Unleash the power of Python regular expressions

How to use the regular expression functions provided by the ‘re’ library to match, search, and replace text in your Python programs.

Regular expressions, or “regex,” is a system for finding complex patterns in text. Most every major language has support for regular expressions, whether as an add-on library or as a native library function.
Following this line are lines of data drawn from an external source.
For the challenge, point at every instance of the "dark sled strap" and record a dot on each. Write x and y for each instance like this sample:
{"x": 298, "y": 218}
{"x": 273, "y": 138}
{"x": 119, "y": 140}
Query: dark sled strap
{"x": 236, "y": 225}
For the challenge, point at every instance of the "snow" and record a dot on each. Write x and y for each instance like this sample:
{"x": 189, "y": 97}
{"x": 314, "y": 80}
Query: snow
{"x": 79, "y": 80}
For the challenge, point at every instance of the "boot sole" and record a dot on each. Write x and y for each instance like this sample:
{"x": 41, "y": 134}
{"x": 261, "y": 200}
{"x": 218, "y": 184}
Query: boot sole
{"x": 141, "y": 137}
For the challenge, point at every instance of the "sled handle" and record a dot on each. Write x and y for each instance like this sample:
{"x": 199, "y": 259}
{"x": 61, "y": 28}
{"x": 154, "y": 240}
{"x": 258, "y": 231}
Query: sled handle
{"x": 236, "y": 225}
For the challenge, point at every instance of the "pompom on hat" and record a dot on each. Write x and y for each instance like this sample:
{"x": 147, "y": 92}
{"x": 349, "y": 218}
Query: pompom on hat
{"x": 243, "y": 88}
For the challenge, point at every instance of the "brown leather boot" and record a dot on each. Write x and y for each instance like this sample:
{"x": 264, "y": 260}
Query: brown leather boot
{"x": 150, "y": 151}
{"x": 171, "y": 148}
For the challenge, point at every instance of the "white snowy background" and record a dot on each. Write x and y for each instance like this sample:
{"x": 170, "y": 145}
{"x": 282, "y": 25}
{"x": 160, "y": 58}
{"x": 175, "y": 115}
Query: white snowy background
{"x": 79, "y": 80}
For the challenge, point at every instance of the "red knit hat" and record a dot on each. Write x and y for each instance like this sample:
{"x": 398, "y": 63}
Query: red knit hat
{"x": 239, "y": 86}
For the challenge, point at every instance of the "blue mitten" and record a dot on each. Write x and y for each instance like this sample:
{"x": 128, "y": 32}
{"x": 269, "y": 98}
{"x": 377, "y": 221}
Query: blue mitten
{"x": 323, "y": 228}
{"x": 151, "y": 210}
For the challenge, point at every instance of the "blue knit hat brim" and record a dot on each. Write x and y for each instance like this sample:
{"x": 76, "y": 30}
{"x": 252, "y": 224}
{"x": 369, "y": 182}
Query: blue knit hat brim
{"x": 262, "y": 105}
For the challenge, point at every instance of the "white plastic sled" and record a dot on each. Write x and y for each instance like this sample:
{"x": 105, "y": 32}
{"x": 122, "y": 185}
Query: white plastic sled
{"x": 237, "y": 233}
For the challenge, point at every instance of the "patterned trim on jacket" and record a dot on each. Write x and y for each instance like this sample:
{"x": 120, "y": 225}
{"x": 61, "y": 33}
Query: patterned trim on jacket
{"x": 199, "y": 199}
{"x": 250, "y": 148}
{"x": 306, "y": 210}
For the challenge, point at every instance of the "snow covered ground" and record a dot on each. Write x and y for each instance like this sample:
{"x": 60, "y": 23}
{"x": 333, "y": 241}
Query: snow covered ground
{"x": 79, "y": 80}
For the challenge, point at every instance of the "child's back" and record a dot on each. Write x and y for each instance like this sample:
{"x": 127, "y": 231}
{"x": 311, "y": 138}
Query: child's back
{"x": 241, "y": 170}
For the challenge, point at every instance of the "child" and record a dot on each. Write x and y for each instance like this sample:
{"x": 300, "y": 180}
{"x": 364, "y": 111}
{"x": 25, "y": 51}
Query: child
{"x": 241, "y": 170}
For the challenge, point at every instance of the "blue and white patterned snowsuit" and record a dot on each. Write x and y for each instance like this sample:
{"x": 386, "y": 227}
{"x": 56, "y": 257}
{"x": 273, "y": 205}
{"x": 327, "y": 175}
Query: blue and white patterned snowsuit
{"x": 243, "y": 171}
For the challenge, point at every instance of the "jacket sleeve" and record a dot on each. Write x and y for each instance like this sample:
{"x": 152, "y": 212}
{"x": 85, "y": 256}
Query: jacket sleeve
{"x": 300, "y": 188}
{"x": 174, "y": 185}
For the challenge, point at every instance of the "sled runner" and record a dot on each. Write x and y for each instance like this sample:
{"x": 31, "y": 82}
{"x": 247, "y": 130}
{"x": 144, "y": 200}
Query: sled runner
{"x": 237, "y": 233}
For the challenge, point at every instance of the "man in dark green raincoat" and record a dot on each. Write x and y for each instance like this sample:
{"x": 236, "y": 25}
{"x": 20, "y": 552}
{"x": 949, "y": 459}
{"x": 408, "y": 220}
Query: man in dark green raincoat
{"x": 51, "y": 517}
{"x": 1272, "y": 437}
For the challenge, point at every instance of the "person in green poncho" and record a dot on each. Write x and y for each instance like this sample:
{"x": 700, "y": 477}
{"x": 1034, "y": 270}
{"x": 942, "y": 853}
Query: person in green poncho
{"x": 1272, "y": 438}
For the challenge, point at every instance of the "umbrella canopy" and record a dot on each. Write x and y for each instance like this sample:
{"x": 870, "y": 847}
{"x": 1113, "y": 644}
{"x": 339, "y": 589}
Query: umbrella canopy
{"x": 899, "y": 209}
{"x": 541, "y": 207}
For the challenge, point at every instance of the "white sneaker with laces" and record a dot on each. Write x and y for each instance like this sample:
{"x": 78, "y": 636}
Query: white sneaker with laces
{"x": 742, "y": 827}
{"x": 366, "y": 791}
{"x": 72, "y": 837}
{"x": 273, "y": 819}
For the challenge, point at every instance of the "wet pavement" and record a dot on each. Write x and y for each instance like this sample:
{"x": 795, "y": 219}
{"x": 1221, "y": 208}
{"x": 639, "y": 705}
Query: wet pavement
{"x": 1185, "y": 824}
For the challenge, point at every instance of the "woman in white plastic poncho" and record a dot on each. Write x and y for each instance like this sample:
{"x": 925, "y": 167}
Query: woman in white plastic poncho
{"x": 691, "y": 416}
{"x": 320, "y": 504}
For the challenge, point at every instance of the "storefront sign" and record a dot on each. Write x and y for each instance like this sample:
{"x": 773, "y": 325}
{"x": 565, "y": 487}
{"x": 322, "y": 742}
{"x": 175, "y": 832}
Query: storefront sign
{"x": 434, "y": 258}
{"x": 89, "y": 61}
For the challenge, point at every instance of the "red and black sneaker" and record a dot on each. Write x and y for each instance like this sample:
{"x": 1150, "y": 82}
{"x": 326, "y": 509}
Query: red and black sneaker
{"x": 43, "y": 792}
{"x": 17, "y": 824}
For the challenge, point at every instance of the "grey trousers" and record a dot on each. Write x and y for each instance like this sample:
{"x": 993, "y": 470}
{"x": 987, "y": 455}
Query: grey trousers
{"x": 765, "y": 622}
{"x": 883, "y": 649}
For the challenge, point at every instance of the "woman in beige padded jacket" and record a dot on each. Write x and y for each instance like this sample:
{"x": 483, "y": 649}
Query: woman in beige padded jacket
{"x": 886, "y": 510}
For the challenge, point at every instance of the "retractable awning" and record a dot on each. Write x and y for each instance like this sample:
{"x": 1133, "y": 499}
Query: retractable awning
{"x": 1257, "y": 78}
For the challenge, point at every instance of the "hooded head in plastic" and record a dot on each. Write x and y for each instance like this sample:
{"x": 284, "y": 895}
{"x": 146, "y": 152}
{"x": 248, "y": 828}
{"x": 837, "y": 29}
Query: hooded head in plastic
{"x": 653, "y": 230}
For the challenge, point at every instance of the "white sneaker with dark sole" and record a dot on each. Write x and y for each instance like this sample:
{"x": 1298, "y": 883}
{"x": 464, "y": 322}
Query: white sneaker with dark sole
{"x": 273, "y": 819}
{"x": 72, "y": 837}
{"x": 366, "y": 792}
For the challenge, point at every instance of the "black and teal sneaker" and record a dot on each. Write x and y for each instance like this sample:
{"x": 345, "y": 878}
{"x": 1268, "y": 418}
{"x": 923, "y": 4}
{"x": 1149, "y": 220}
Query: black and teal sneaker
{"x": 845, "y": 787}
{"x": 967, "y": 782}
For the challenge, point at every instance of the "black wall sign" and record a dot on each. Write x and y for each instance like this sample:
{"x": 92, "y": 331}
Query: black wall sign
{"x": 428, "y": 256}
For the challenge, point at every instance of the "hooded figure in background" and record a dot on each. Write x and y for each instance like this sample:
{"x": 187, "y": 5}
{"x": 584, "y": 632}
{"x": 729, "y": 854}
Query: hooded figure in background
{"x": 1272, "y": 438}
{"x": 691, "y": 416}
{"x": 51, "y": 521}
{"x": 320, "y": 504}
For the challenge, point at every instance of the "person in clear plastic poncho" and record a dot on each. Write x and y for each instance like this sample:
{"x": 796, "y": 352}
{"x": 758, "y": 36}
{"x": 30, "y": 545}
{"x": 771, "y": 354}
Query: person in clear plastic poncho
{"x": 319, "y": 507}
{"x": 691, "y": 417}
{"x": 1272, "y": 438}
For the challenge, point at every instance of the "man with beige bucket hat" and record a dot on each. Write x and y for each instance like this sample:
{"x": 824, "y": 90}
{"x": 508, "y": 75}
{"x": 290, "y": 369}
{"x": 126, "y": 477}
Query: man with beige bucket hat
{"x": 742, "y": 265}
Python comes with regex support out of the box, as part of its standard library. Here, we’ll take a quick tour of the Python regular expression library and how to get the most out of it. For more details about regular expressions generally, see this introduction in the Python documentation.

Python regex basics

To start using regexes in Python, simply import the Python regex library, re, which is included as part of Python’s standard library.

import re

The easiest way to use re is to make quick-and-dirty searches, using a particular regex against a particular string. Here is an easy example.

import re
text = 'b213 a13 x15'
print (re.search(r'a\d*\W', text)[0])

Here, we use the regular expression 'a\d*\W', which looks for the letter a followed by any number of digits and then whitespace. re.search() takes that regular expression and looks for the first match against it in the provided string text. In the above example, the match is a13.

When re makes one or more matches, it returns what is called a match object, which is a data structure that contains many details about the match. (More on match objects in a bit.)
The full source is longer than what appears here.